10.21 (b) The points are much closer to a straight line. (c) (0.37305, 0.43643).
10.22 Alternative model. Refer to Exercise 10.19. The number of tornadoes in 2004 is much larger than expected and the number in 2014 is much smaller than expected. In fact, most of the large positive and negative deviations occur later in time. This suggests there may not be constant variance. Because the response variable is a count, one can argue the variance is not constant (for example, see the Poisson distribution, page 329).
(a) Take the natural logarithm of the count and refit the model. What is the least-
(b) Check the residuals of this model. Does the linear regression model fit these data? Explain your answer.
(c) When the response y is on the log scale, the slope approximates the percent change in y for a unit increase in x. Construct an approximate 95% confidence interval for the annual percent change.

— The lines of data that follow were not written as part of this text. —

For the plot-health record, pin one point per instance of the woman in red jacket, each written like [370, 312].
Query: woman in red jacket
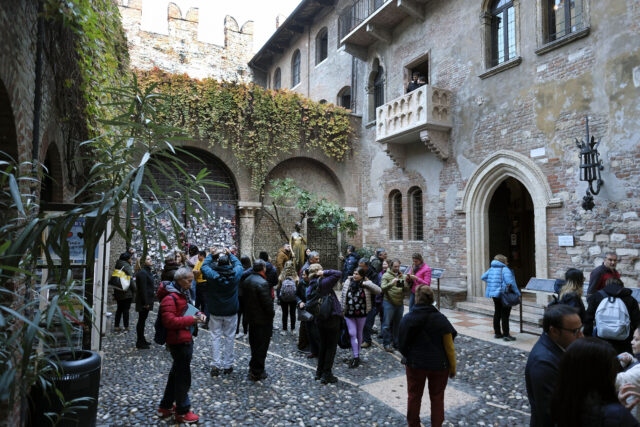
[174, 298]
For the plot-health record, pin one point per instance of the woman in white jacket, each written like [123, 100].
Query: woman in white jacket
[356, 303]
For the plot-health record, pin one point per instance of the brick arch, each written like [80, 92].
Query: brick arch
[478, 194]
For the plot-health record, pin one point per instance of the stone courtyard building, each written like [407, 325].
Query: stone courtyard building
[482, 159]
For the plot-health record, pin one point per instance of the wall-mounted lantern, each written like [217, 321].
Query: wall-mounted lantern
[590, 167]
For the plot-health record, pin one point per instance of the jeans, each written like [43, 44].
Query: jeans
[500, 314]
[179, 382]
[223, 331]
[391, 325]
[288, 310]
[313, 336]
[123, 312]
[368, 325]
[142, 318]
[328, 333]
[241, 315]
[355, 325]
[415, 388]
[259, 339]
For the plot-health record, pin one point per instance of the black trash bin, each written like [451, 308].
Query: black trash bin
[79, 377]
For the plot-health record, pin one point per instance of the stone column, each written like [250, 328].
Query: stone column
[247, 226]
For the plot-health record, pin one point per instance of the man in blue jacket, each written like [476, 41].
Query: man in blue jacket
[562, 326]
[223, 305]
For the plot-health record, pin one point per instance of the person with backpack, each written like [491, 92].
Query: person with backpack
[612, 315]
[357, 302]
[426, 342]
[569, 291]
[324, 305]
[174, 297]
[498, 277]
[286, 291]
[222, 301]
[145, 291]
[124, 297]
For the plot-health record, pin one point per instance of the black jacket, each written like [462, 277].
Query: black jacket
[420, 337]
[145, 289]
[258, 305]
[629, 301]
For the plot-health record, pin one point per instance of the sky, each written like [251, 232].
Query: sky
[263, 13]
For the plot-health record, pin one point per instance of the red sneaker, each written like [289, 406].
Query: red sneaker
[188, 418]
[163, 413]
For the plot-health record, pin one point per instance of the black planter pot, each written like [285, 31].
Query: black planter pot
[80, 377]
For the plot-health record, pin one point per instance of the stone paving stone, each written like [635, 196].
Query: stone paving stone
[133, 382]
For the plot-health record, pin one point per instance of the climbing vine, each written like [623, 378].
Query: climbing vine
[258, 125]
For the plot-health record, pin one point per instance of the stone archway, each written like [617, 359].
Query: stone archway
[316, 177]
[478, 194]
[219, 230]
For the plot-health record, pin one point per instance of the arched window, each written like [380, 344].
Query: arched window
[563, 17]
[503, 31]
[295, 68]
[277, 82]
[416, 214]
[395, 215]
[344, 97]
[378, 88]
[322, 45]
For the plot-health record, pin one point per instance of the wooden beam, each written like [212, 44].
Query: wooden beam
[355, 50]
[412, 8]
[381, 33]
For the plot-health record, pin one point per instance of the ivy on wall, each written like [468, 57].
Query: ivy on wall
[258, 125]
[99, 60]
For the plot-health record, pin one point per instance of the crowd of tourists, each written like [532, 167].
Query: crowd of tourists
[570, 380]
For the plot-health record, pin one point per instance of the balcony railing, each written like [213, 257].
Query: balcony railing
[421, 115]
[356, 14]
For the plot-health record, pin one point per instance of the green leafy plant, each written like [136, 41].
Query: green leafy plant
[324, 214]
[117, 191]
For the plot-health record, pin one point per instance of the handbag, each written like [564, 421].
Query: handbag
[304, 315]
[120, 280]
[509, 297]
[325, 308]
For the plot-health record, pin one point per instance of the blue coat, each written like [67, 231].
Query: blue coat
[541, 374]
[222, 286]
[497, 277]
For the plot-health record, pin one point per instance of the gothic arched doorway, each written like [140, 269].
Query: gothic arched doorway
[511, 228]
[218, 230]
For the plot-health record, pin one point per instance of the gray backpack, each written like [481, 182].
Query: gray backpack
[612, 319]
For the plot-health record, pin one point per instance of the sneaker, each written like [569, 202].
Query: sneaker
[163, 413]
[188, 418]
[329, 379]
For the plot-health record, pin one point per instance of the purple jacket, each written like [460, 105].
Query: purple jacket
[325, 286]
[423, 277]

(d) Does this model also support the hypothesis that tornadoes have increased over time? Explain your answer.
(e) Construct a prediction interval for the predicted number of tornadoes in 2015 and compare it with the interval from part (d) of Exercise 10.19. (Note: An approximate interval can be constructed by first obtaining a prediction interval for log y and then taking the antilog (inverse function of log) of each interval endpoint.)
(f) Which of the two models (and prediction) do you prefer? Explain why.